Patient dies in drug mix-up, woman given wrong blood in latest risk list
A chronically ill patient died after being given incompatible drugs, and another is recovering from a transfusion of the wrong blood type - the latest cases in a growing list of blunders at public hospitals.
The Hospital Authority would not elaborate on the two incidents, which were revealed yesterday in its latest 'Risk Alert'.
It also reported five cases of equipment being left inside patients' bodies. In one case, an 18cm feeding tube was found in the stomach of a patient who had undergone a tracheotomy. It was later removed without reported complications.
The fatal case involved a junior doctor who, misinterpreting a trainee doctor's note on the patient's record, prescribed incompatible drugs based on the medical record of another patient.
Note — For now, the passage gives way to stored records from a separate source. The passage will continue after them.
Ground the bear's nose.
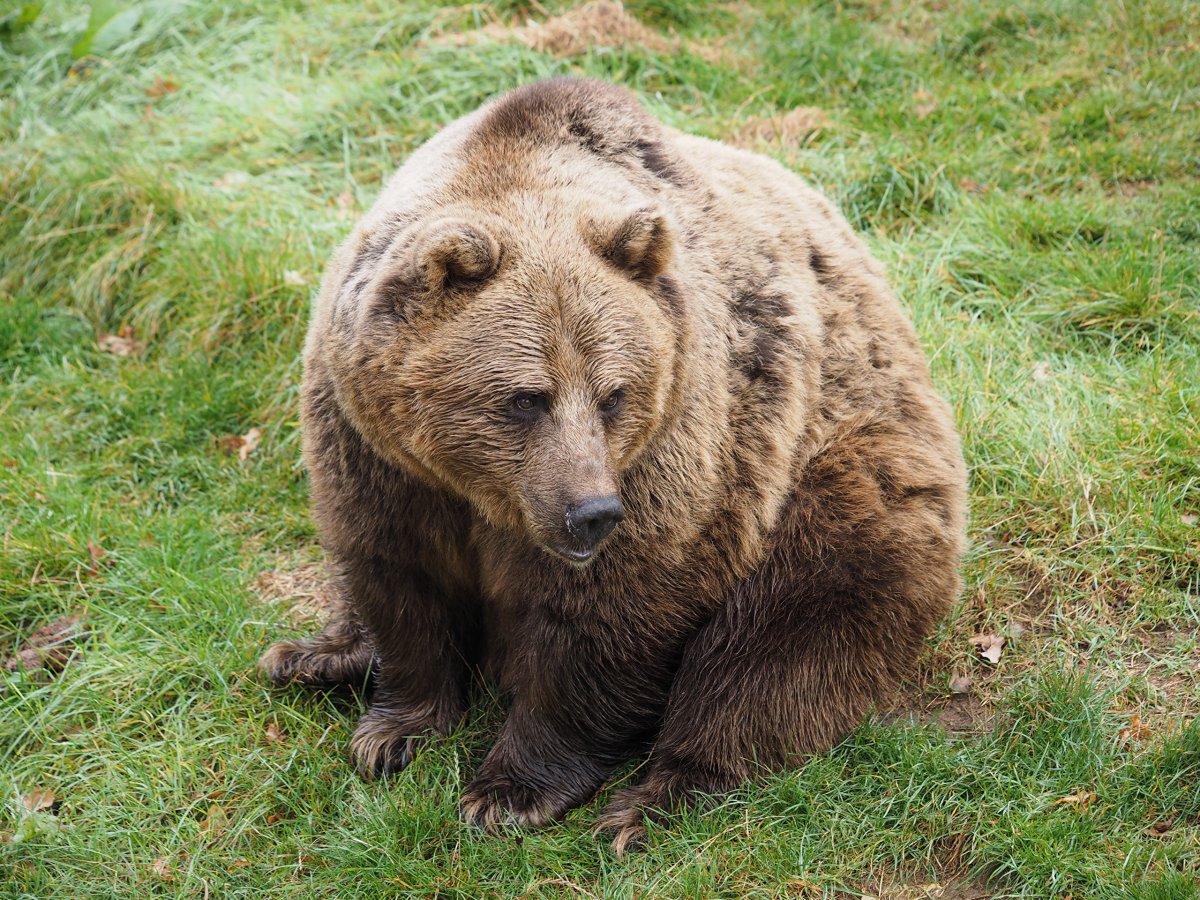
[566,494,625,550]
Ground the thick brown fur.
[263,79,966,850]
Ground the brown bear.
[262,78,966,850]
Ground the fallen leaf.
[238,426,263,462]
[150,857,175,881]
[20,788,58,812]
[950,673,971,694]
[146,74,179,100]
[912,88,937,120]
[1117,713,1151,745]
[4,616,88,674]
[217,426,263,462]
[212,169,250,193]
[88,540,108,575]
[1055,791,1096,811]
[96,325,145,356]
[334,191,354,218]
[1141,816,1177,838]
[200,803,229,838]
[971,635,1004,666]
[731,107,829,148]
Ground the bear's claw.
[350,710,427,781]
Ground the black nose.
[566,494,625,550]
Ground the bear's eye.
[509,391,550,419]
[600,388,625,415]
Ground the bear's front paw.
[596,785,670,859]
[258,635,373,688]
[350,707,436,780]
[460,773,570,833]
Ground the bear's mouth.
[547,546,595,565]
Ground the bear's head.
[331,196,678,564]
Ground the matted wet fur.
[263,79,965,850]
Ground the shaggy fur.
[263,79,965,850]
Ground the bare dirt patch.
[433,0,728,62]
[728,107,830,149]
[253,562,337,625]
[4,616,88,674]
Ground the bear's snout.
[566,494,625,562]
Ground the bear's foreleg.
[341,558,469,778]
[258,596,374,689]
[462,622,678,829]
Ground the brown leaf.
[150,857,175,881]
[88,540,108,575]
[4,616,88,673]
[950,672,971,694]
[334,191,355,218]
[146,74,179,100]
[212,169,250,193]
[217,426,263,462]
[912,88,937,120]
[200,803,229,838]
[1141,816,1177,838]
[20,788,59,812]
[96,325,145,356]
[1055,791,1096,812]
[731,107,829,148]
[238,427,263,462]
[1117,713,1151,745]
[971,635,1004,666]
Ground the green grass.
[0,0,1200,900]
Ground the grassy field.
[0,0,1200,900]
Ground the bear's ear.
[413,218,500,292]
[368,218,500,319]
[588,206,674,281]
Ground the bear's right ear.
[371,218,500,318]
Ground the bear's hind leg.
[599,441,964,852]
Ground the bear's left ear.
[587,206,674,281]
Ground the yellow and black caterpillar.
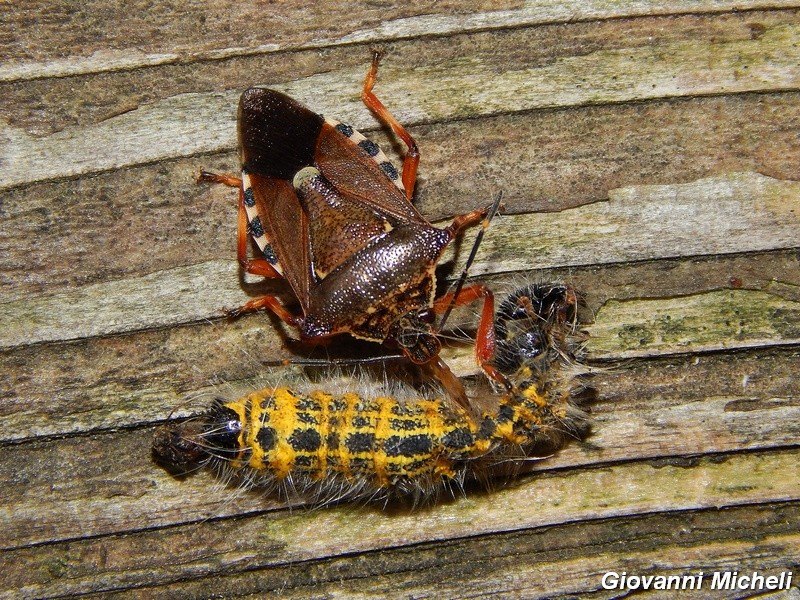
[153,285,592,502]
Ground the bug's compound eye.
[417,308,436,325]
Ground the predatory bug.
[199,51,506,405]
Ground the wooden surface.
[0,0,800,598]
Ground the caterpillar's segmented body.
[154,286,588,502]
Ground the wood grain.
[0,0,800,598]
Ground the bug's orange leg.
[228,296,301,327]
[361,50,419,200]
[197,171,283,279]
[446,206,491,238]
[433,283,509,387]
[236,187,283,279]
[421,356,474,411]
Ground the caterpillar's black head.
[152,400,241,477]
[494,284,578,375]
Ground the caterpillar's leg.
[361,50,419,200]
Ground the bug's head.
[393,308,442,365]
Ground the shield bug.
[199,51,505,405]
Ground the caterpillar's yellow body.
[154,288,587,501]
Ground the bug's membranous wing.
[314,120,427,224]
[239,88,324,181]
[247,173,312,312]
[239,88,324,311]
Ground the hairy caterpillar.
[153,285,593,503]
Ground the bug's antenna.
[438,190,503,331]
[261,354,405,367]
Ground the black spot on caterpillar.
[153,284,594,504]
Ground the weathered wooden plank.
[0,93,800,301]
[0,342,800,547]
[0,12,800,187]
[0,0,800,81]
[588,286,800,358]
[0,173,800,348]
[115,506,799,600]
[0,450,798,591]
[0,252,800,439]
[0,504,799,597]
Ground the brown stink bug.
[200,52,505,404]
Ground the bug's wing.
[314,123,427,223]
[239,88,324,311]
[249,173,312,312]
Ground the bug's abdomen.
[225,388,478,487]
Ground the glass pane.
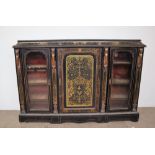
[65,55,94,107]
[29,86,48,101]
[29,101,49,111]
[112,64,131,79]
[26,52,49,111]
[27,70,47,84]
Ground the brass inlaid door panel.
[57,48,101,112]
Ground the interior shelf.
[30,94,48,101]
[112,79,130,85]
[111,94,128,100]
[28,79,47,85]
[113,61,131,65]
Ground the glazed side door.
[57,48,101,113]
[107,48,136,111]
[22,48,52,112]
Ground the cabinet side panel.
[101,48,109,112]
[51,48,58,113]
[15,49,25,113]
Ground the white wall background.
[0,27,155,110]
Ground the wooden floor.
[0,107,155,128]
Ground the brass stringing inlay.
[66,55,94,107]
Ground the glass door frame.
[21,48,53,113]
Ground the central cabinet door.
[57,48,101,112]
[23,49,52,112]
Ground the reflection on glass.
[26,52,49,111]
[109,51,132,110]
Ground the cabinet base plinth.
[19,112,139,123]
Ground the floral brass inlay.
[66,55,94,107]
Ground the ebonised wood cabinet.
[13,40,145,123]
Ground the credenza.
[13,40,145,123]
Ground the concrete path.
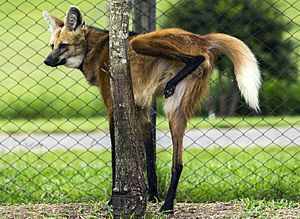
[0,127,300,152]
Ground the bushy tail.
[207,33,261,111]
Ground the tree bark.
[109,0,146,218]
[132,0,156,33]
[132,0,158,201]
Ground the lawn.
[0,116,300,134]
[0,146,300,205]
[0,0,300,119]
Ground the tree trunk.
[109,0,146,218]
[132,0,158,201]
[132,0,156,33]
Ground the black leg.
[164,55,205,98]
[144,124,159,202]
[107,116,116,205]
[160,164,183,213]
[137,105,159,202]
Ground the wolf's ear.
[43,11,64,33]
[65,6,84,31]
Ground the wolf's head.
[43,6,87,68]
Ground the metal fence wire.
[0,0,300,204]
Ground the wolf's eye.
[58,43,69,49]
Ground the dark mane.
[86,25,139,37]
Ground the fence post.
[109,0,146,218]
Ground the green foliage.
[0,146,300,204]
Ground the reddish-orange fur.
[44,7,259,210]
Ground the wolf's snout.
[44,56,66,67]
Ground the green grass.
[0,116,300,134]
[0,146,300,204]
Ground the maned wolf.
[43,6,260,211]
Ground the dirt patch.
[0,203,300,219]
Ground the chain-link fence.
[0,0,300,204]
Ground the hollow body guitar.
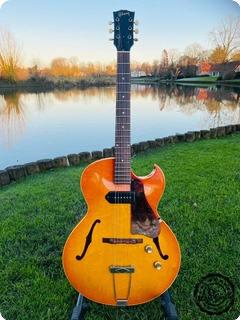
[63,10,181,306]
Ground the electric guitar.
[63,10,181,306]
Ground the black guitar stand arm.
[71,290,178,320]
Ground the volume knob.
[153,261,162,270]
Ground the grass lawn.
[0,133,240,320]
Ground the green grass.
[0,133,240,320]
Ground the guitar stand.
[71,290,178,320]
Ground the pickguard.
[131,178,161,238]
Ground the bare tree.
[184,42,210,65]
[168,48,181,67]
[0,28,22,81]
[209,16,240,62]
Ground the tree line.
[0,16,240,82]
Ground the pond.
[0,85,240,170]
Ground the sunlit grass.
[0,133,240,320]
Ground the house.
[196,61,240,77]
[209,63,221,77]
[196,62,211,76]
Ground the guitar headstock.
[109,10,138,51]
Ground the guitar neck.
[114,51,131,184]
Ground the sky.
[0,0,240,66]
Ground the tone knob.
[153,261,162,270]
[144,244,152,253]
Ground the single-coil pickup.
[102,238,143,244]
[105,191,135,204]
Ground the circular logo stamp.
[194,274,234,314]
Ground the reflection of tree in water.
[53,87,116,102]
[0,92,27,149]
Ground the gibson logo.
[118,12,130,17]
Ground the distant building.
[196,61,240,77]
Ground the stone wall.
[0,124,240,187]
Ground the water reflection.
[0,84,240,169]
[0,92,28,149]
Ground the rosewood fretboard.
[114,51,131,184]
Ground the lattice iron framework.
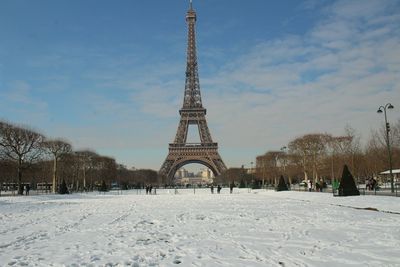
[159,1,226,182]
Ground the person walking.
[25,184,31,196]
[217,185,221,194]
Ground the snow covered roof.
[380,169,400,174]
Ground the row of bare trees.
[0,121,158,194]
[255,120,400,184]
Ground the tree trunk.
[18,159,24,195]
[52,157,58,193]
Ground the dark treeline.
[216,120,400,188]
[255,123,400,185]
[0,121,158,194]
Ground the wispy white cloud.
[203,1,400,165]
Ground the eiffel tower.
[159,0,226,183]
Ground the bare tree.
[288,134,331,184]
[75,150,99,190]
[0,122,44,195]
[43,139,72,193]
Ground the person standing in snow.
[25,184,31,196]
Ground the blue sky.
[0,0,400,170]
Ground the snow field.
[0,188,400,266]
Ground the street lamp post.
[281,146,292,184]
[377,103,394,193]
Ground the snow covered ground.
[0,188,400,266]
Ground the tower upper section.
[181,1,205,112]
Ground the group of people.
[210,185,222,194]
[146,185,156,195]
[307,179,327,192]
[365,178,377,191]
[210,183,235,194]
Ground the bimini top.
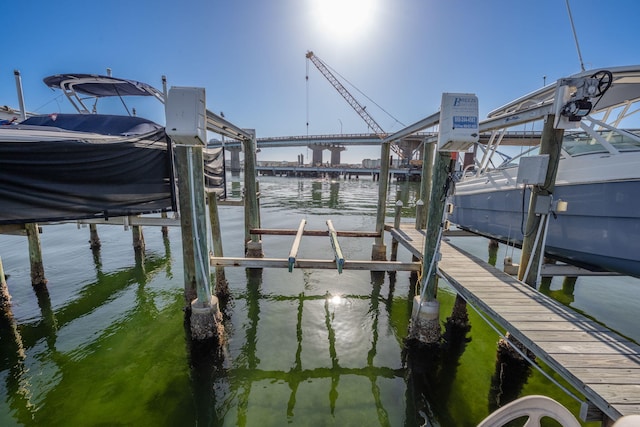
[487,65,640,119]
[44,74,164,114]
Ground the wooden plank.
[571,367,640,385]
[210,257,422,271]
[432,244,640,419]
[327,219,344,273]
[249,228,380,237]
[391,227,640,420]
[518,332,632,345]
[289,219,307,273]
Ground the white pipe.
[522,214,549,285]
[534,214,550,286]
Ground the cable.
[305,58,309,138]
[316,56,406,127]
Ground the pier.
[388,225,640,421]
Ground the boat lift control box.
[516,154,549,185]
[438,93,480,151]
[165,86,207,145]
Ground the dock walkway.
[390,225,640,420]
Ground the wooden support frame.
[210,256,422,271]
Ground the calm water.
[0,177,640,426]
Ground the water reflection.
[220,273,407,426]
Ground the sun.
[312,0,377,41]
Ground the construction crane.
[306,50,404,159]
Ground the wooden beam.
[327,219,344,273]
[289,219,307,273]
[211,257,421,271]
[249,228,380,237]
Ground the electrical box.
[438,93,480,151]
[165,86,207,145]
[533,194,551,215]
[516,154,549,185]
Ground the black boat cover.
[0,129,176,224]
[43,74,159,97]
[20,114,162,136]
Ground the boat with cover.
[0,74,175,224]
[450,66,640,277]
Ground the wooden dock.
[388,225,640,420]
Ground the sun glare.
[313,0,377,41]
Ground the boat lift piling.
[518,114,564,287]
[24,223,47,287]
[371,139,395,261]
[243,129,264,258]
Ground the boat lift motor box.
[438,93,480,151]
[165,86,207,145]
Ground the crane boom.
[306,50,404,158]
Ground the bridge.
[207,131,541,173]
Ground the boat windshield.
[498,145,540,169]
[562,129,640,156]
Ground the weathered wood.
[390,226,640,420]
[418,142,436,230]
[89,224,102,250]
[288,219,307,273]
[0,224,27,236]
[0,258,11,311]
[371,142,391,261]
[211,257,420,271]
[249,228,379,237]
[327,219,344,273]
[391,195,402,261]
[24,224,47,286]
[440,243,640,420]
[242,130,260,249]
[518,115,564,287]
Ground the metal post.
[371,142,391,261]
[243,130,264,258]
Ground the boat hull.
[450,180,640,277]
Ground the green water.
[0,178,637,426]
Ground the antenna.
[565,0,584,71]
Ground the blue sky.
[0,0,640,163]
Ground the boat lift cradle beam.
[210,224,422,273]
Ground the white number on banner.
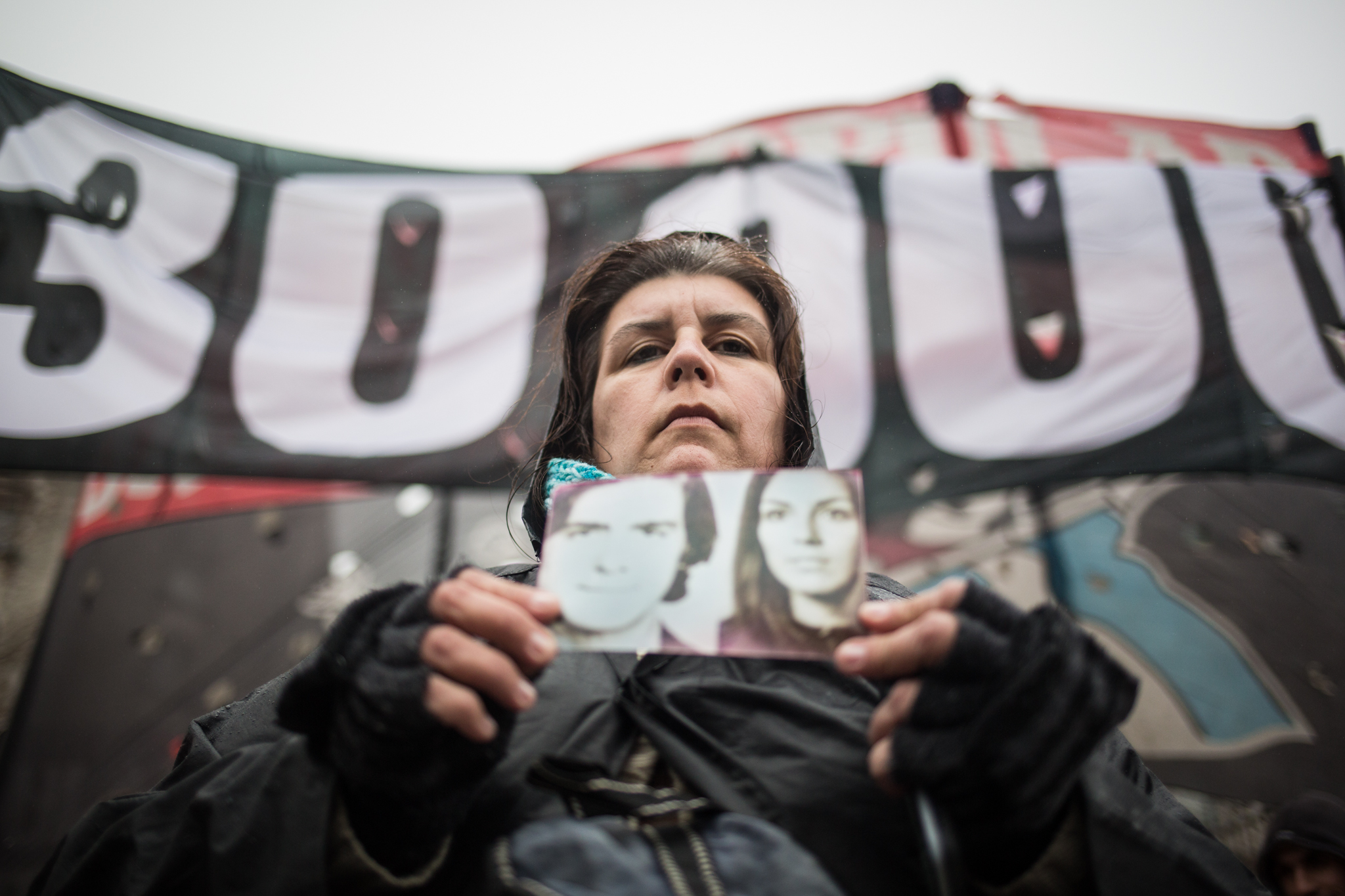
[0,104,236,438]
[642,163,873,467]
[1187,168,1345,449]
[882,163,1201,459]
[234,175,546,457]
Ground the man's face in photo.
[543,479,686,631]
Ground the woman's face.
[593,277,784,475]
[757,470,860,595]
[540,480,686,631]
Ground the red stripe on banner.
[66,473,371,556]
[576,91,1327,176]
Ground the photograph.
[538,469,865,658]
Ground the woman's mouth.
[663,404,721,430]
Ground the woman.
[33,234,1255,896]
[538,477,716,653]
[720,470,866,656]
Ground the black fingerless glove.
[892,582,1138,884]
[277,574,514,874]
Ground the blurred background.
[0,0,1345,893]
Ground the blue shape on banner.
[1056,511,1291,742]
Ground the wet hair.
[552,475,718,601]
[730,470,864,647]
[525,231,812,529]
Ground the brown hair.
[525,231,812,520]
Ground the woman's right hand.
[420,567,561,743]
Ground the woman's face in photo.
[543,479,686,631]
[757,470,860,595]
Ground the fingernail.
[530,591,561,615]
[837,642,869,672]
[527,631,556,662]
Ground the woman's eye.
[627,345,663,364]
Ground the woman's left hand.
[835,579,1138,884]
[835,579,967,796]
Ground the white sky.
[0,0,1345,171]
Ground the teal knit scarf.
[542,457,616,513]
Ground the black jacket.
[35,566,1264,896]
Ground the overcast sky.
[0,0,1345,171]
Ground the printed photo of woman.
[720,469,865,657]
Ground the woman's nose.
[665,333,714,387]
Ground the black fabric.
[1256,791,1345,892]
[892,582,1138,883]
[278,570,514,874]
[36,566,1263,896]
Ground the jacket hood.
[1256,791,1345,893]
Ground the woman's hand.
[835,579,967,796]
[420,567,561,743]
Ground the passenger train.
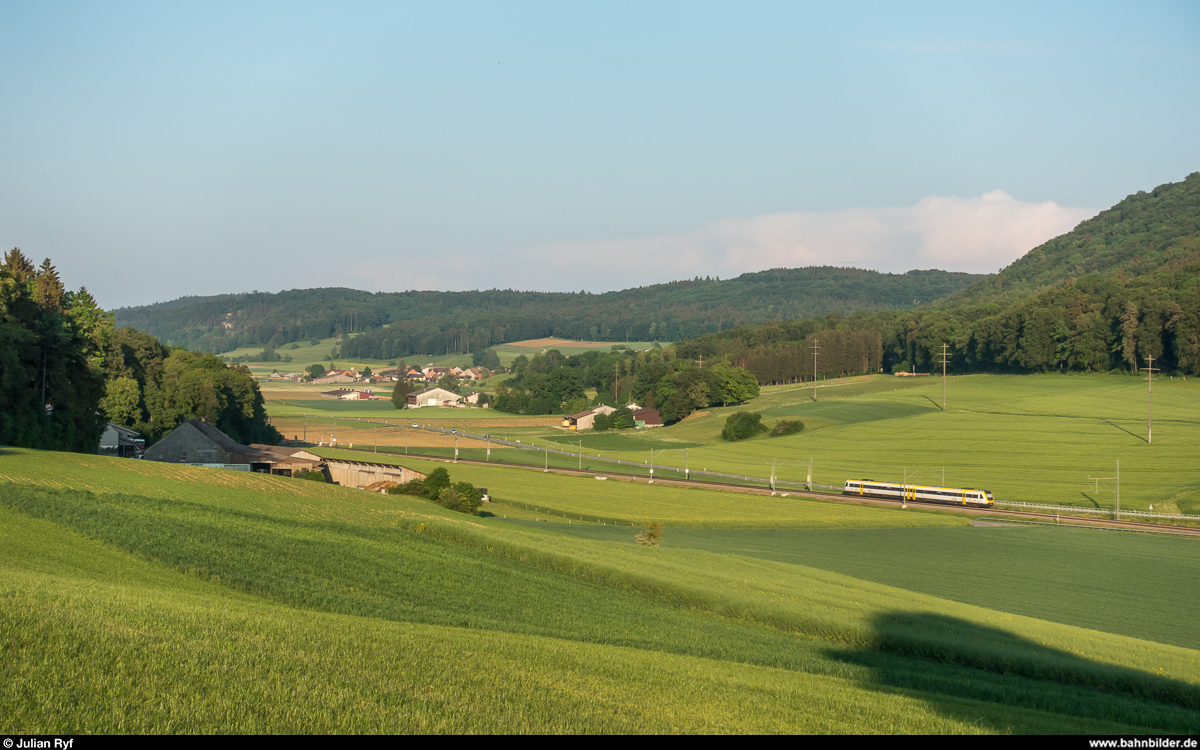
[842,479,996,508]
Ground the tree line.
[492,347,760,427]
[0,248,280,452]
[116,268,980,352]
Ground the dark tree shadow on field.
[1104,419,1150,443]
[827,612,1200,734]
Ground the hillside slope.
[116,268,980,359]
[0,450,1200,733]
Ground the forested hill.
[946,172,1200,302]
[116,266,986,358]
[679,173,1200,383]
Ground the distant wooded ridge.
[116,266,986,359]
[676,173,1200,376]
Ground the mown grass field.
[312,374,1200,514]
[7,449,1200,733]
[540,523,1200,649]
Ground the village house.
[100,422,146,458]
[408,386,462,409]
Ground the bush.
[388,467,484,515]
[770,419,804,438]
[721,412,767,440]
[637,521,662,547]
[438,481,484,516]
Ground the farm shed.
[144,419,319,476]
[325,458,425,487]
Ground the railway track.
[326,448,1200,536]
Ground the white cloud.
[492,190,1097,289]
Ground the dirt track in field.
[500,338,613,349]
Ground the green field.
[278,374,1200,515]
[221,337,470,377]
[0,449,1200,733]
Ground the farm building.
[144,419,320,476]
[325,458,426,487]
[634,409,662,430]
[408,388,462,409]
[100,422,145,458]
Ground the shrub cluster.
[721,412,767,440]
[388,467,484,516]
[770,419,804,438]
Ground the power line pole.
[942,343,950,412]
[1146,356,1158,443]
[812,338,821,401]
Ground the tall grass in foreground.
[7,451,1200,732]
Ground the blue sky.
[0,2,1200,308]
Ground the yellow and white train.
[842,479,996,508]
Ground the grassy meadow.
[0,449,1200,733]
[268,374,1200,515]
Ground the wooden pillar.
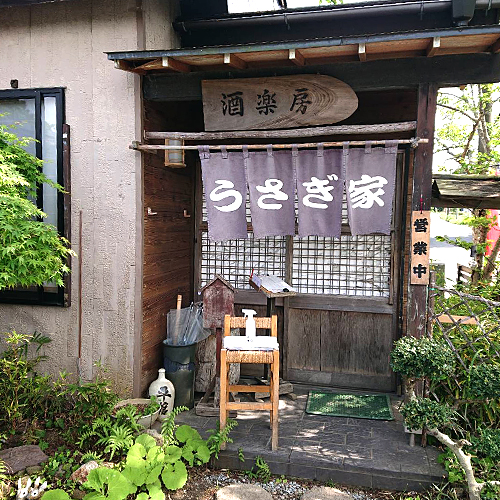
[407,83,438,337]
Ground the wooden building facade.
[0,0,500,395]
[108,2,500,391]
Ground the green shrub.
[469,364,500,399]
[401,398,456,430]
[471,428,500,462]
[391,337,456,380]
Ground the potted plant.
[113,396,160,429]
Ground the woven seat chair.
[220,314,280,450]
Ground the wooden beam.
[488,38,500,54]
[288,49,306,66]
[143,51,500,102]
[406,83,438,337]
[436,314,478,325]
[144,121,417,141]
[114,59,145,75]
[427,36,441,57]
[224,52,247,69]
[161,57,191,73]
[358,43,366,61]
[135,57,163,73]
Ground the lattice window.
[200,164,391,297]
[292,234,391,297]
[200,232,286,289]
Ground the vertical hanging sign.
[410,210,431,285]
[247,146,295,238]
[198,146,247,241]
[295,144,344,238]
[346,141,398,236]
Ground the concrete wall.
[0,0,179,394]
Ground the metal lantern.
[165,139,186,168]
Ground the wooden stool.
[220,314,280,450]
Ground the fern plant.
[80,451,102,464]
[97,425,134,460]
[161,406,189,446]
[207,419,238,458]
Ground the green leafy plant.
[78,414,142,460]
[391,338,500,500]
[391,337,456,394]
[246,455,271,483]
[471,428,500,463]
[80,451,102,464]
[207,419,238,458]
[401,398,456,430]
[161,406,189,445]
[43,489,71,500]
[469,364,500,399]
[0,121,74,290]
[0,331,50,431]
[175,425,211,467]
[84,467,135,500]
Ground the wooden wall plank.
[407,84,437,337]
[320,311,394,376]
[140,101,194,391]
[287,309,321,371]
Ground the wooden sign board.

The patient who died had earlier been admitted to a medical ward for congestive heart failure, and had a history of diabetes and chronic renal failure, among others. A trainee doctor prescribed drugs to treat the condition and wrote 'resume usual med' on the patient's record.
A junior doctor misinterpreted the note to mean that, in addition to the newly prescribed drugs, the patient's usual medication should be administered. But the drugs, prescribed for a different person, were not compatible with the patient's renal-failure medication.
The error was only noticed in the morning. The patient died of kidney and heart failure two days later.